According to Seema Kaur, principal of Pacific World School, the slogans “save the environment” and “save the trees” resonate in most schools, but sometimes only for a day.

“The clamor to save the planet is audible everywhere but in vain. The children are the creators of this planet, so early only, schools must include outreach programs to the environment in the life skills-based program” , she said.

“For example, organic farming, waste management projects, greenhouse gas impact should be implemented regularly,” she added.

Anshu Mittal, school principal MRG, Rohini, said the educators of the 21st century must teach young learners to engage and solve environmental problems they face in their daily lives, like – save water and electricity at home, use bicycles for short distances to travel, planting green trees, and enable them to connect their small gesture and complex global environmental problems.

“This can be achieved by learning through experience. Seminars, workshops should be included in our teaching and learning through various environmentalists, NGOs imparting knowledge on the collection of rainwater, paper recycling, vertical gardening, recreation objects using waste, “she said.

Sangeeta Hajela, director of DPS Indirapuram, believes that environmental education should be integrated in Indian schools, seriously and permanently, because the degradation of the environment is no longer a progressive transformation.

“The school education process remains incomplete without setting an example for students, so there is a need to change the course of environmental awareness from being subjective to practical,” she said.

“Environmental awareness should not be a day-long or week-long pen-and-paper education, but a way of life, practiced every day, leading to the formation of habits,” he said. -she adds.

According to Divya Jain, founder and principal of The Class of One, an online-only school, the majority of environmental degradation stems from a lack of education.

“We integrated SDG projects with the primary program to educate children to grow up to lead a responsible and sustainable living environment. As India is a diverse country and that every place here needs a type of solution different, all our projects are located -specific and help children better understand their location and find a solution. There is a mandatory course in the program environment from the primary. a monthly activity is planned with parents as accomplices,” she said.
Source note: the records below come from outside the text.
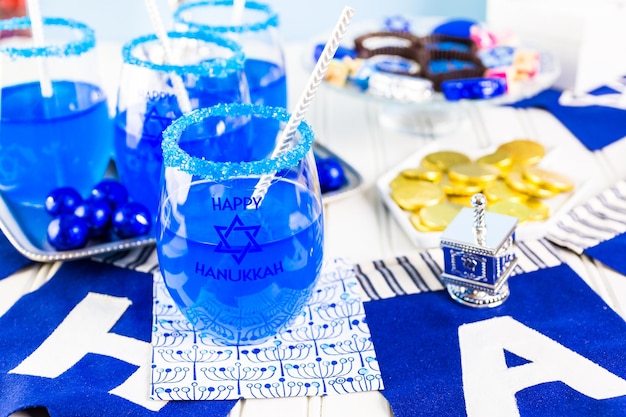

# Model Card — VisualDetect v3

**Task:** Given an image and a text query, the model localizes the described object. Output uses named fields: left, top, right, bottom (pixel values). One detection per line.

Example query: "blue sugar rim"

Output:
left=0, top=17, right=96, bottom=58
left=174, top=0, right=278, bottom=33
left=161, top=103, right=314, bottom=181
left=122, top=32, right=245, bottom=77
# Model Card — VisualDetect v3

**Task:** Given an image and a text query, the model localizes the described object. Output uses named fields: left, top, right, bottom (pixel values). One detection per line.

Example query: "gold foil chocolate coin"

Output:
left=522, top=166, right=574, bottom=192
left=504, top=172, right=558, bottom=198
left=497, top=139, right=546, bottom=166
left=391, top=181, right=445, bottom=211
left=439, top=177, right=483, bottom=196
left=401, top=167, right=443, bottom=182
left=448, top=162, right=500, bottom=185
left=483, top=180, right=528, bottom=203
left=409, top=213, right=436, bottom=233
left=422, top=151, right=471, bottom=172
left=476, top=150, right=513, bottom=171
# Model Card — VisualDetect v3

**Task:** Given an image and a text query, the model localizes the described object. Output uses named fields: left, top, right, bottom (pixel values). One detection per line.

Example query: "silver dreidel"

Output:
left=440, top=193, right=517, bottom=307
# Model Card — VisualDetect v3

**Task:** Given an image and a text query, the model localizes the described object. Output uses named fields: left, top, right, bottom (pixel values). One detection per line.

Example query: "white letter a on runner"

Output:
left=459, top=317, right=626, bottom=417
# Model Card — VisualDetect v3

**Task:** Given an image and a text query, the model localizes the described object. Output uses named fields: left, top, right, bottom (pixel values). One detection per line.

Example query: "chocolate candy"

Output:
left=441, top=77, right=506, bottom=101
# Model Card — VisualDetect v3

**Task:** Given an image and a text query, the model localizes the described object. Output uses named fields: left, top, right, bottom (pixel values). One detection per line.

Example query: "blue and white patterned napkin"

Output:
left=0, top=260, right=236, bottom=417
left=151, top=259, right=383, bottom=400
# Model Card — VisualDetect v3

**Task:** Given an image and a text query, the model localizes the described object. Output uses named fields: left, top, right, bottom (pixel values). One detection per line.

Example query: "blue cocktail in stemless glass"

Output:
left=157, top=105, right=324, bottom=345
left=0, top=18, right=112, bottom=242
left=174, top=0, right=287, bottom=107
left=115, top=32, right=250, bottom=219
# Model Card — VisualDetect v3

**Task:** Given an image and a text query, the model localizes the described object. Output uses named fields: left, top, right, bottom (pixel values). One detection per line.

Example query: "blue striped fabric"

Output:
left=546, top=180, right=626, bottom=255
left=97, top=239, right=562, bottom=301
left=355, top=239, right=562, bottom=301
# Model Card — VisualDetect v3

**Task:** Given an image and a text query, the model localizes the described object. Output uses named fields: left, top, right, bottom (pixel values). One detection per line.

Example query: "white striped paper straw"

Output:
left=252, top=6, right=355, bottom=202
left=145, top=0, right=191, bottom=114
left=26, top=0, right=52, bottom=98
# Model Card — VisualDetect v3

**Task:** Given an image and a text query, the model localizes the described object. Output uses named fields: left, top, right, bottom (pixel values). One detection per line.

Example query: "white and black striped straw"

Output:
left=253, top=6, right=355, bottom=201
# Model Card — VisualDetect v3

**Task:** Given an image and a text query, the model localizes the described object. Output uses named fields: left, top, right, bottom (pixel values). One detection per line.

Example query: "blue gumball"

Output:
left=432, top=19, right=478, bottom=38
left=74, top=200, right=113, bottom=237
left=89, top=179, right=128, bottom=209
left=44, top=187, right=83, bottom=216
left=111, top=201, right=152, bottom=239
left=46, top=213, right=89, bottom=250
left=315, top=157, right=346, bottom=193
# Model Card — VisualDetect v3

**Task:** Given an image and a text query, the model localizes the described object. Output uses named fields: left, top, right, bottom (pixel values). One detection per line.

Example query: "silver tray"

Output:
left=0, top=143, right=362, bottom=262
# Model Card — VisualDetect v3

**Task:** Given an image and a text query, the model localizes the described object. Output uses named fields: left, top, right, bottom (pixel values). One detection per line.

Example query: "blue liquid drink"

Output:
left=157, top=180, right=323, bottom=344
left=156, top=104, right=324, bottom=345
left=114, top=32, right=251, bottom=218
left=173, top=0, right=287, bottom=107
left=0, top=81, right=112, bottom=208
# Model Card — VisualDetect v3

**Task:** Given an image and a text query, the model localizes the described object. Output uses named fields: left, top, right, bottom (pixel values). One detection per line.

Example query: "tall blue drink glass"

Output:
left=114, top=32, right=250, bottom=221
left=174, top=0, right=287, bottom=107
left=157, top=105, right=324, bottom=345
left=0, top=18, right=112, bottom=242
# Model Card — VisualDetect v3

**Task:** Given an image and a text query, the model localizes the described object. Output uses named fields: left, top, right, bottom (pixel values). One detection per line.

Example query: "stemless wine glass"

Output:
left=174, top=0, right=287, bottom=107
left=157, top=104, right=323, bottom=345
left=0, top=18, right=112, bottom=241
left=114, top=32, right=254, bottom=216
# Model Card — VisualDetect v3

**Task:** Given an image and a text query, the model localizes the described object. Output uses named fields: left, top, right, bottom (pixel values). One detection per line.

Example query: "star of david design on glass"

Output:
left=213, top=215, right=263, bottom=265
left=141, top=96, right=180, bottom=139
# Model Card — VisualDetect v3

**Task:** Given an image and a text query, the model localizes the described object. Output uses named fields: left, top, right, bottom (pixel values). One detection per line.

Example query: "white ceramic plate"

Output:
left=376, top=138, right=600, bottom=248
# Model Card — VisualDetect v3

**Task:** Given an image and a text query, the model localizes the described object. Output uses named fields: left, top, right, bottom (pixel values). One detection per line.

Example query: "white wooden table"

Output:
left=0, top=43, right=626, bottom=417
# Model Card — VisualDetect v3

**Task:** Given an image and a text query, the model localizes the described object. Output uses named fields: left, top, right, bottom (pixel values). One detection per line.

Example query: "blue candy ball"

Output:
left=89, top=179, right=128, bottom=208
left=44, top=187, right=83, bottom=216
left=432, top=19, right=478, bottom=38
left=315, top=158, right=346, bottom=193
left=74, top=200, right=113, bottom=236
left=46, top=214, right=89, bottom=250
left=111, top=201, right=152, bottom=239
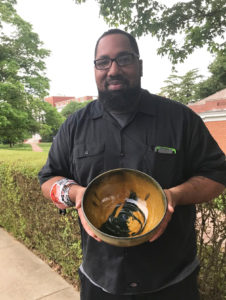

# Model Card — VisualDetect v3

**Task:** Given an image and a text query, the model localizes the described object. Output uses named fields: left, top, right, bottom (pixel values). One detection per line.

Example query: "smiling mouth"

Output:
left=106, top=80, right=125, bottom=90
Shashi Banerjee, Director of Education, The Shiv Nadar School, said it advocates developing children into environmentally conscious citizens who understand and act to minimize the vast impacts of climate change.

“One of our core values is the responsibility and sense of purpose, and our comprehensive environmental agenda permeates all aspects of learning from observation and reflection on our resource consumption to waste separation and tracking the carbon footprint of each event,” Banerjee said. .

“Our students are actively involved in recycling and reusing materials at school, and their projects promote environmentally sustainable solutions to existing problems,” Banerjee said.

Alka Kapur, Principal of Shalimar Bagh Modern Public School suggests that environmental issues should be addressed in a curriculum vision and should be indicated in the school’s policy and action plan while the physical environment of the school should be decorated to be a learning resource.

Neeraj Mohan Puri, director Satyug Vidyala Darshan said that students should be encouraged to implement the four “Rs” conservation – reduce, reuse, repair and recycle at school and at home. “Schools can also appoint ambassadors green among students to lead the charge” green army “. Schools can introduce a green endpoint in the annual growth rate card where the children would be recorded, “he said.